Si quisiéramos apoyar sólo en nuestra fuerza, la decisión de no volver a pecar, con una pretendida autosuficiencia, casi estoicismo cristiano o pelagianismo redivivo, iríamos contra la verdad sobre el hombre de la que hemos partido, como si declaráramos al Señor, más o menos conscientemente, que no tenemos necesidad de él. Por lo demás, conviene recordar que una cosa es la existencia del propósito sincero, y otra el juicio de la inteligencia sobre el futuro. En efecto, es posible que, aun en la lealtad del propósito de no volver a pecar, la experiencia del pasado y la conciencia de la debilidad actual susciten el temor de nuevas caídas; pero eso no va contra la autenticidad del propósito, cuando a ese temor va unida la voluntad, apoyada por la oración, de hacer lo que es posible para evitar la culpa.

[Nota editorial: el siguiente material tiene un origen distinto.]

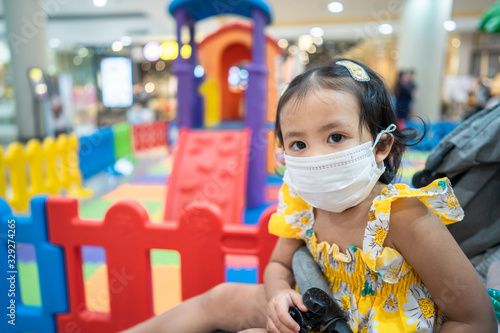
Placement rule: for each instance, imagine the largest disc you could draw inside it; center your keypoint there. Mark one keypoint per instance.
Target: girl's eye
(299, 145)
(335, 138)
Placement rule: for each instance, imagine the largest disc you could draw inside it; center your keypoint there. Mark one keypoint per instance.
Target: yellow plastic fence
(50, 167)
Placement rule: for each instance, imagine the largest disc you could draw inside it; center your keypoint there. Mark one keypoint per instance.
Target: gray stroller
(470, 157)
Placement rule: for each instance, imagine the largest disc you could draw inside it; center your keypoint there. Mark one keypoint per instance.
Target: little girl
(384, 249)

Confianza en la misericordia divina
6. y aquí vuelve la consideración de la confianza, que debe acompañar el rechazo del pecado, la humilde acusación del mismo y la firme voluntad de no volver a pecar. Confianza es ejercicio, posible y debido, de la esperanza sobrenatural, por la que esperamos de la Bondad divina, por sus promesas y por los méritos de Jesucristo Salvador, la vida eterna y las gracias necesarias para conseguirla. Es acto también de aquella estima que nos debemos a nosotros mismos, en cuanto criaturas de Dios, que ya por naturaleza nos ha hecho nobles por encima de toda la creación material, nos ha elevado a la gracia y nos ha redimido misericordiosamente; es estímulo a comprometernos con todas nuestras fuerzas, donde la desconfianza es escepticismo y frialdad paralizante.

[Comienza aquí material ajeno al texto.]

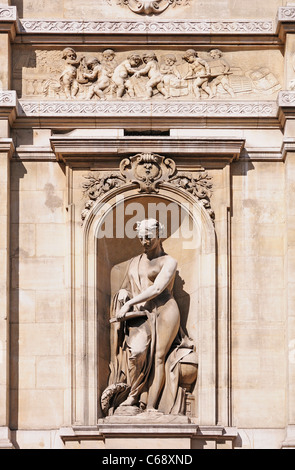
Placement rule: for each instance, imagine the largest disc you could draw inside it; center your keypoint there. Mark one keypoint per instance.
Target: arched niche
(192, 243)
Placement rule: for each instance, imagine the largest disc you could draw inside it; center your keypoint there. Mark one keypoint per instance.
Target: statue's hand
(123, 296)
(123, 310)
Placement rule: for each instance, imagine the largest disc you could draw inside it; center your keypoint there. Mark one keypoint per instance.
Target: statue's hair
(190, 52)
(66, 51)
(216, 50)
(93, 60)
(152, 224)
(109, 51)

A este respecto, es de valor decisivo la enseñanza que nos ofrece el Evangelio acerca de la tragedia conclusiva de la traición de Judas y la reparación salvadora de Pedro. Judas se arrepintió. El Evangelio es explícito a este respecto: «Entonces Judas, el que le entregó, viendo que había sido condenado, fue acosado por el remordimiento, y devolvió las treinta monedas de plata a los sumos sacerdotes y a los ancianos, diciendo: «"Pequé entregando sangre inocente"» (Mt 27,3-4). Ahora bien, no vinculó este arrepentimiento a la palabra que Jesús le había dicho, precisamente mientras Judas realizaba su traición: «Amigo» (Mt 26, 48); no tuvo confianza y se quitó la vida. Pedro había caído, casi con la misma gravedad por tres veces, pero confió y, habiendo hecho después de la Pascua la triple reparación mediante el amor, fue confirmado por Cristo en su ministerio. San Juan nos da admirablemente la razón, la fuerza, la dulzura de nuestras esperanzas: «Nosotros hemos conocido el amor que Dios nos tiene, y hemos creído en él. Dios es amor y quien permanece en el amor permanece en Dios y Dios en él» (I Jn 4, 16).
Formar bien a los fieles
7. Dirigiéndome a los participantes en el curso, tengo presente en mi espíritu a todos los sacerdotes del mundo. Al ministerio de todos nosotros, sacerdotes, están dedicadas las reflexiones que acabo de desarrollar, para que no sólo estemos dispuestos generosamente a escuchar las confesiones sacramentales de los fieles, sino que también constantemente, en la homilía litúrgica, en la catequesis, en la dirección espiritual, en toda forma posible de nuestro servicio a la verdad, los formemos para que aprovechen este gran don de la misericordia de Dios, que es el sacramento de la penitencia, con las mejores disposiciones. Esta misma gracia la pedimos al Señor par nosotros, que, hermanos entre hermanos, para santificarnos, debemos enmendarnos del pecado, recurriendo a ese mismo sacramento como penitentes.
Al encomendar a la maternal intercesión de la Virgen santísima el futuro ministerio de los jóvenes que con tanto interés han tornado parte en el curso, sobre todo invoco los favores de la benevolencia divina, en prenda de los cuales envío con afecto una especial bendición apostólica.